Every matrix can be written as a sum of unitary matrices?

Solution 1:

The reference to the MathOverflow question is a good one. If $A$ is a complex matrix, you can normalize so that $\|A\| \le 1$. Then $$ A = B + iC $$ where $B$, $C$ are selfadjoint and given by $$ B = \frac{1}{2}(A+A^{\star}),\;\;\; C=\frac{1}{2i}(A-A^{\star}). $$ These selfadjoint operators also satisfy $\|B\| \le 1$ and $\|C\|\le 1$, which means that their eigenvalues--which must be real--are in $[-1,1]$. Then you can decompose $B$ and $C$ as $$ B = \frac{1}{2}(U_{B}+V_{B}),\;\;\; C=\frac{1}{2}(U_{C}+V_{C}) $$ where $U_{B}, V_{B}, U_{C}, V_{C}$ are unitary and given by $$ U_{B} = B + i\sqrt{I-B^2},\;\; V_{B}=B-i\sqrt{I-B^2} \\ U_{C} = C + i\sqrt{I-C^2},\;\; V_{C}=C-i\sqrt{I-C^2} $$ This makes sense becaue $I-B^2$ and $I-C^2$ are selfadjoint with their eigenvalues in $[0,1]$; so the square roots are defined that also have eigenvalues in $[0,1]$. You can check that $$ U_{B}U_{B}^{\star}= U_{B}^{\star}U_{B} = (B-i\sqrt{I-B^2})(B+i\sqrt{I-B^2})=B^2+(I-B^2)=I. $$ Then $\frac{1}{2}(U_{B}+V_{B})=B$, $\frac{1}{2}(U_{C}+V_{C})=C$ and $A=B+iC$ is a linear combination of unitary matrices.

Solution 2:

It is known that every complex square matrix $A$ can be written as a linear combination of at most two unitary matrices. First, by scaling, you may assume that $\|A\|\le1$. Then, by singular value decomposition, you may also assume that $$ A=\operatorname{diag}(s_1,\ldots,s_n) $$ where the singular values $s_j$s are real nonnegative and bounded above by $1$. Now, as $s_j=\frac12(z_j+\bar{z}_j)$, where $z_j=s_j+i\sqrt{1-s_j^2}$ has unit modulus, it follows that $A$ is the average of two unitary matrices.
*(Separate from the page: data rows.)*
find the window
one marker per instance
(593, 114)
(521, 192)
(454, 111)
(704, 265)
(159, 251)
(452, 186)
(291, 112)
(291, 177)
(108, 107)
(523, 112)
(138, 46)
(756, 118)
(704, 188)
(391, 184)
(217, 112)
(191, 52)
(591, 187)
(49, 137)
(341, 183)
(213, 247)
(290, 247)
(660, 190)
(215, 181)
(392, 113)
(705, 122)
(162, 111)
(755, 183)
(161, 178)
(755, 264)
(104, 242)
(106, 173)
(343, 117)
If I remember correctly, there was also an open conjecture that the least possible number $k(n)$ such that every real $n\times n$ matrix can be written as a linear combination of at most $k(n)$ real orthogonal matrices is equal to $4$. It has been shown that $k(n)\le 4$. See proposition 1 in Chi-Kwong Li and Edward Poon, Additive Decomposition of Real Matrices, Linear and Multilinear Algebra, 50(4):321-326, 2002.

Solution 3:

I do not see an elementary linear algebra proof right now, but an answer is given at this MO-question, namely that in a $C^*$-algebra, any operator is the linear combination of four unitary operators. The algebra $M(n, \mathbb{C})$ of $n × n$ matrices over $\mathbb{C}$ becomes a $C^*$-algebra if we consider matrices as operators on the Euclidean space $\mathbb{C}^n$, and use the operator norm $||.||$ on matrices.